How are corporations and financial institutions “accounting” for sustainability?

Businesses measuring the costs and benefits of their sustainability impacts and dependencies find this valuable to inform decisions on risk management, capital allocation, net present value (NPV) and return on investment (ROI). Sustainability costs and benefits internalised in the market can be incorporated in existing management accounting techniques.
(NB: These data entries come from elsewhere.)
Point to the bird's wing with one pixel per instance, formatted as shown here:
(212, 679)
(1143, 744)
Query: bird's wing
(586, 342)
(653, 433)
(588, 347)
Marks & Spencer are a good example of how measuring the costs and benefits of sustainability in business demonstrates the financial business case. Using management accounting they have shown their Plan A sustainability programme has delivered savings of £465m ($701m) plus wider benefits including staff motivation, brand enhancement and supply chain resiliency over the seven years it has been operating. 

Externalities can also be estimated, such as seen in the apparel company Kering Group’s environmental P&L. They have used this information to inform raw material decisions in the supply chain. Some other examples from business are:

  • The Dow Chemical Company’s integration of financial valuation of wetland services identified NPV savings of $282m for implementing a constructed wetland instead of an effluent treatment plant over the project’s lifetime, plus a wide range of non-financial biodiversity benefits.
  • The UK’s largest property and landowner Crown Estate determined its Windsor Estate delivers £4.4m ($6.6m) per annum gross external benefit by measuring environmental, social and economic value.

For many years, Inter-America Development Bank (IDB) has operated its biodiversity and ecosystems services programme for its investments in Latin America and Caribbean region. This is one of the most biologically diverse regions in the world. Through this programme, IDB assesses client dependency on nature’s services to inform lending decisions and to develop green investment products.

Is valuation really just about commoditising nature?

This is not about commoditising or privatising nature, which is a common criticism of financially valuing nature’s services. The purpose of assigning a financial value is not to change the fundamental value of nature – which is arguably priceless. 

The importance of translating natural capital considerations into financial information is that it allows more informed decision-making especially on trade-offs. At the bigger picture level having a financial value for natural capital shared by society at large, as distinct from being perceived as “free”, can shift behaviour away from degradation to restoration.

Beyond carbon pricing, there are resource taxes and other market incentives to reduce natural capital degradation. What are the key initiatives business should watch? 

National accounting systems to support “beyond GDP/GNP” metrics are already being implemented in over 40 countries by policy makers. This provides the foundation for future policy tools –  such as natural asset pricing, resources targets and taxation – to be developed. New markets driving carbon reductions, conservation of biodiversity, water, forests and sustainable investment are growing opportunities. 

The increasing number of countries requiring mandatory sustainability reporting is a further driver for increasing financial and non-financial accountability. There are also many initiatives focusing on standardising business metrics for natural capital accounting. However, until regulatory or market incentives require action, using these metrics is only a voluntary exercise.

What is your one key message?

Simply put: societies, business and our economies depend on healthy and functioning natural systems and the resources and services they provide. This is our natural capital and just like financial and other forms of capital it is in our interest to preserve not deplete it.

 

Dr Dorothy Maxwell is director of The Sustainable Business Group and author of the new book Valuing Natural Capital – Future Proofing Business and Finance.